ー参考:『広辞苑』『小学館 漢和辞典』『漢検 漢字辞典』『語源由来辞典』
「平らな場所」が転じて、平らな海のことも指しているのは興味深いことですね。
万葉集にはこんな歌があります。
笥飯の海の 庭よくあらし 刈薦の 乱れて出づ見ゆ 海人の釣船
ー柿本人麻呂 (万葉集 第3巻 256番歌)
笥飯の海:けひのうみ。福井県敦賀周辺の海のこと。古くからこの地は船の往来が多く、海外との交流も盛んだった。この地を守る「ケヒ神」は海上交通の守護神とされた。現在、この地には「氣比神宮」がある。
刈薦:かりこも。刈った真菰。刈り取った真菰はばらばらになりやすいことから「乱れる」にかかる枕詞になる。
笥飯(けひ)の海は、海面はとてもおだやか。そんな海に、漁師達の乗る釣り船が入り乱れているのが見える。
僕もこの海をたずねたことがありますが、落ち着いた凪の海原を眺めていると、気持ちまで平らになってくるのを感じます。

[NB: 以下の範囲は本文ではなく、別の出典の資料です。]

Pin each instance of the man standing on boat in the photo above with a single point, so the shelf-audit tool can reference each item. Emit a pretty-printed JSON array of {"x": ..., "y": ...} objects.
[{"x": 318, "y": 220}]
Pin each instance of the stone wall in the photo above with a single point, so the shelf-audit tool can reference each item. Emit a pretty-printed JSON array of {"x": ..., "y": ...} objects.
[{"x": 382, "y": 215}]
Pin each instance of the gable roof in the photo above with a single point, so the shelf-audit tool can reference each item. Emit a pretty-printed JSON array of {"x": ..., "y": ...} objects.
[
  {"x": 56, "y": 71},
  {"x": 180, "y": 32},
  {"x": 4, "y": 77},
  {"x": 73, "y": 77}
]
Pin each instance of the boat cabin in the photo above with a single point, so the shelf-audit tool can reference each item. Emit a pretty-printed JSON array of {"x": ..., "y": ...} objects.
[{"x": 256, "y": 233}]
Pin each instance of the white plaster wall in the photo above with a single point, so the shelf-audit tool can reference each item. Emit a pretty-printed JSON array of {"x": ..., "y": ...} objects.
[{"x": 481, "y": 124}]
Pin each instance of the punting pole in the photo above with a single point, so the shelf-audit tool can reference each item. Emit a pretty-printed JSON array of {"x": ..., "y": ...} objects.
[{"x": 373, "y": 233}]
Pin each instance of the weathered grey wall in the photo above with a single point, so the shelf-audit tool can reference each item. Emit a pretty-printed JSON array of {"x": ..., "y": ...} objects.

僕の中では庭のイメージは二つある。たまたまこないだ昔おじいちゃんたちが住んでいた家を見る機会があって。古い昭和初期に建てられた家で、懐かしいなってみんなで見てたんだけど。そこはお屋敷的な感じの別荘地だったから、でっかい石とかがあって。いわゆる枯れ山水的な感じ。石が三つ並んで飛び石があって。いわゆる眺める庭という感じ。
僕はずっとアパート暮らしだったから、僕の中のイメージって、結構そのおじいさんの家の庭だったりするんだよね。その一方で、1970年代以降の高度経済成長期に建った新興住宅街にある庭みたいなものも連想する。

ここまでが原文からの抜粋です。